As I plan to travel across the US in summer weather, I don't worry much about how
weather could interfere with my plans. In North America we live, for the most
part, impervious to weather. Except for
the farmers. I am impressed that Host Dad Larry always knows the forecast
throughout the day and adjusts his plans by the hour, knowing just how shifting
winds will carry spray or gentle rains will settle seeds into the ground. The
other night a thunderstorm woke me at 3. Beyond the lightning flashes, the
thunder rolled like a lumbering airplane taking off on an endless runway
overhead. It made me uneasy, a holdover response from the days when I was
growing up in Honduras, and thunderstorms cancelled plans. Back then the roofs
were tin, and the 2 o’clock rains in rainy season drowned out speech. Only the
most important roads crossed bridges, and the prop planes that served the
country flew by sight around the mountains. You didn’t fly through
thunderstorms. You didn’t drive through swollen rivers. You paid attention to
the weather.
When I lived on the Mosquito Coast of Honduras (named not
for its prevalence of scary-large mosquitoes, but more likely, for the muskets
traded from English pirates), the only way out was a three day hike up the
river, a three day boat ride along the coast, or a two-hour plane ride to one
of the two closest Honduran cities, La Ceiba or Tegucigalpa. Most of our travel
between villages was by single engine airplane landing on a dozen unpaved
airstrips throughout the region. There was one road connecting the headquarters
of the refugee camps where we worked with the main port, Lempira, but anywhere
else you wanted to go you walked or canoed (with poles or diesel motor) up a
river. We depended most on the airplanes. All of us spent hours, even whole
days, waiting on an airstrip for an airplane that might or might not come
because of weather or an emergency trip to the medical clinic. All of us
watched our plans go awry when the thunderstorms rolled in.

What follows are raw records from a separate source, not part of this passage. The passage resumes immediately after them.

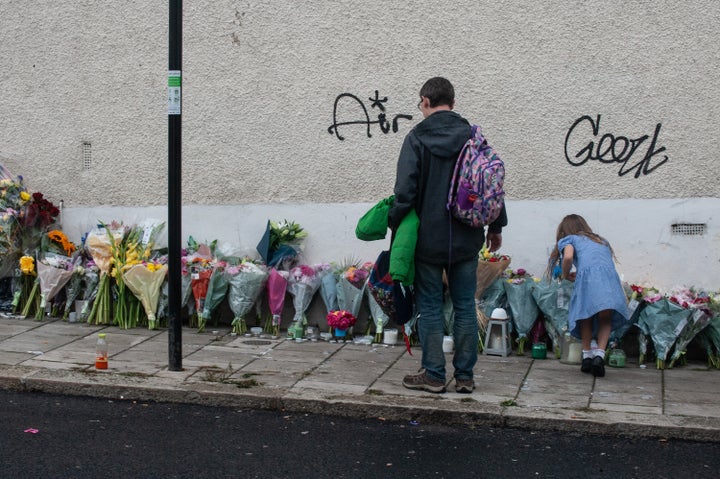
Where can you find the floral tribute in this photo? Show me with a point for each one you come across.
(519, 287)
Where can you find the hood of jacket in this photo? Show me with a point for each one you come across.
(444, 133)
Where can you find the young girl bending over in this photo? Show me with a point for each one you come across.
(598, 304)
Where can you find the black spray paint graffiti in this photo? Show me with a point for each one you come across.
(382, 120)
(613, 149)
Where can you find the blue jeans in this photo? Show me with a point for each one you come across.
(431, 324)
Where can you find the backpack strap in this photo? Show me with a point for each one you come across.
(424, 173)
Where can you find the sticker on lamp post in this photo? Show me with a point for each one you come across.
(174, 92)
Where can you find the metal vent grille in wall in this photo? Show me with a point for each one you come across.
(87, 155)
(689, 229)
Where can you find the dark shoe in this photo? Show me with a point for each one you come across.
(464, 386)
(423, 382)
(586, 366)
(598, 366)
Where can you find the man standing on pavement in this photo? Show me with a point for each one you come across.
(424, 172)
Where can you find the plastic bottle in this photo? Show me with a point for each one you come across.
(101, 352)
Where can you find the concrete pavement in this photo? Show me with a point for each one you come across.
(361, 380)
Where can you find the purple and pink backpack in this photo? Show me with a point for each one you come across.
(476, 193)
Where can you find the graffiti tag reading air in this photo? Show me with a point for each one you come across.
(357, 107)
(612, 149)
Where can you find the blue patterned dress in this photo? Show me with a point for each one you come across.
(597, 284)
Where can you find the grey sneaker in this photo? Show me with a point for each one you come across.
(423, 382)
(464, 386)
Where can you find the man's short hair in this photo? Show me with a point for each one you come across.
(439, 91)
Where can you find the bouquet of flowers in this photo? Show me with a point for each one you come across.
(341, 321)
(490, 267)
(53, 274)
(100, 244)
(276, 288)
(281, 244)
(699, 304)
(709, 338)
(200, 269)
(518, 288)
(91, 282)
(662, 320)
(73, 288)
(379, 317)
(13, 200)
(246, 282)
(216, 292)
(552, 297)
(145, 280)
(303, 283)
(351, 287)
(25, 295)
(135, 247)
(328, 286)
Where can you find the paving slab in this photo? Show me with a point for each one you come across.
(363, 380)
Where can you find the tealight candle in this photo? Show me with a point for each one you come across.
(575, 353)
(390, 336)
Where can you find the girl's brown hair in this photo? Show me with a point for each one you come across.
(573, 225)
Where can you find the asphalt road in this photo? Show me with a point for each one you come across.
(69, 437)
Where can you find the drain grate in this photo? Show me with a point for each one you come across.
(689, 229)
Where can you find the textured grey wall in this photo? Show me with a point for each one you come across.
(261, 79)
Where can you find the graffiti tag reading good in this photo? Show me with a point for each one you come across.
(360, 109)
(613, 149)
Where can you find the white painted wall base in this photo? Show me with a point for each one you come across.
(640, 232)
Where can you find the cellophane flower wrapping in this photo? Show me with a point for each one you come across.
(351, 287)
(709, 339)
(663, 321)
(246, 283)
(286, 244)
(490, 267)
(199, 284)
(13, 201)
(524, 310)
(276, 288)
(328, 287)
(99, 244)
(53, 274)
(552, 297)
(199, 267)
(145, 281)
(379, 317)
(494, 296)
(216, 292)
(303, 283)
(26, 285)
(91, 284)
(699, 302)
(73, 289)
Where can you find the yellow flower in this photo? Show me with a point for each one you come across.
(59, 237)
(27, 265)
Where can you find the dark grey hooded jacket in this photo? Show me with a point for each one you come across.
(437, 140)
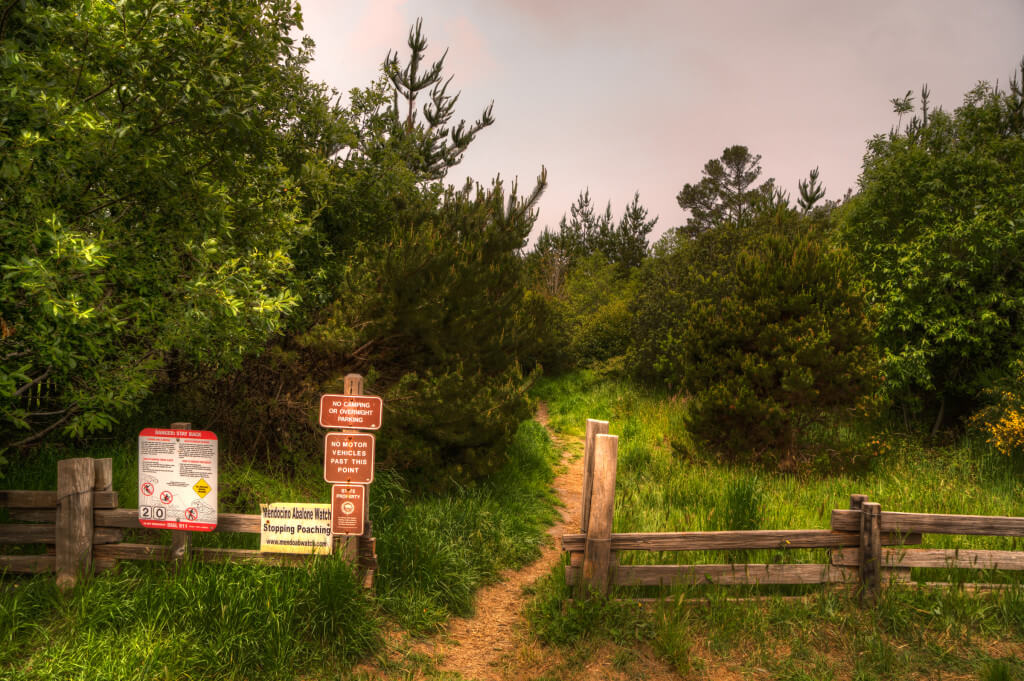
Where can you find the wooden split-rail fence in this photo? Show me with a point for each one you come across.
(83, 528)
(868, 546)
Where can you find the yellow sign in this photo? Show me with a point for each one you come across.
(295, 528)
(202, 487)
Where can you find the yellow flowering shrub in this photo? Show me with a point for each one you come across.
(1003, 422)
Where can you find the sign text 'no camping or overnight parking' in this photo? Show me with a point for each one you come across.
(347, 509)
(359, 412)
(177, 479)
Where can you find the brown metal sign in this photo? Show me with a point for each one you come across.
(348, 458)
(347, 509)
(359, 412)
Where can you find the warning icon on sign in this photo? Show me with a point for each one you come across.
(202, 487)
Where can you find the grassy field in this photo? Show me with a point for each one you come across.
(251, 622)
(663, 485)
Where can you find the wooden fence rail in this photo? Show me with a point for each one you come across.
(83, 529)
(867, 546)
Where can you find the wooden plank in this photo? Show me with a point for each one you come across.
(226, 522)
(18, 534)
(46, 534)
(870, 552)
(966, 558)
(74, 525)
(33, 514)
(48, 499)
(594, 428)
(153, 552)
(725, 575)
(597, 552)
(733, 540)
(935, 523)
(28, 564)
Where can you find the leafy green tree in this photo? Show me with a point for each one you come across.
(726, 194)
(628, 245)
(811, 192)
(151, 163)
(938, 229)
(417, 285)
(761, 325)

When I lived in Lempira, I would sometimes visit Janey in
the towns further south along the coastline where she slept in a net-covered
hammock, and walked out of town to an out-house, and taught her sewing course
in Miskito. This meant crossing the lagoon that separated Lempira from Cauquira
in one wide passenger canoe and then boarding another narrower canoe to
navigate the canals connecting the coastal towns. Unless it was raining, the
rides along the canals were magical. You rode through mangroves woven overhead
and tangled in the water beneath, and the boatman raised and lowered his diesel
“tuc-tuc” motor with a pole so that it wouldn’t be damaged by the hidden roots.
The ride across the lagoon, on the other hand, was more difficult. You caught
the early boat at 4 am and sat on narrow boards, three people across, row after
row in the canoe, and listened to the motor’s “tuc-tuc” for three hours in the
dark. If the water was not calm as you’d hoped, the waves splashed into the
boat, soaking you, and you shivered, and you and all the passengers reached for
the long piece of plastic the boatman carried, and you held it over your heads
and down onto the edges of the canoe to keep the brackish lagoon water out. Weather
mattered.
The closest escape I had from weather was when I was in
junior high, and a family friend Rhoda took me and my sister to Roatan Island
on holiday and returned to La Ceiba, on the Honduran coast, on a ferry. We got
caught in a bad storm. The captain turned back, and then turned back again. The
boat was tipping precariously, and water was sloshing over the sides. We were
soaked and shivering. When we arrived in La Ceiba in the dark, hours late, my
mom met us at the pier, but it was far too rough for the ferry to dock, so
people sent out boats, and we were handed aboard and taken through the crashing
waves to shore. I remember well my mom’s face—pure relief. That ferry went down
in another storm a few years later.
So there’s a reason I’m uneasy when the thunder won’t stop
growling overhead and the lightning won’t stop slashing at my window. I hope
this respect for the weather has made me more able to roll with the punches,
more flexible in my planning. Maybe. If so, it’s because I still have a sense
of some larger design guiding in the background. My time with the Mixtecs
showed me that their experience of the unpredictability of the weather and all
the other natural forces led them to assume capricious and unsympathetic spiritual
forces ruled their lives. Like the ancient Greeks, they found their Fates
dishing out mostly plates of tragedy. All their omens were dark, and the rain
gods were vengeful. It’s only because God has revealed himself as good and leading us
to good that we can roll with punches and adjust plans with any equanimity. Our
God is good. He walks on water and calms the seas. So he can lead us to good,
whatever the unpredictable forces of our lives may threaten. It’s our plan to
spread this news around, whatever life’s weather holds.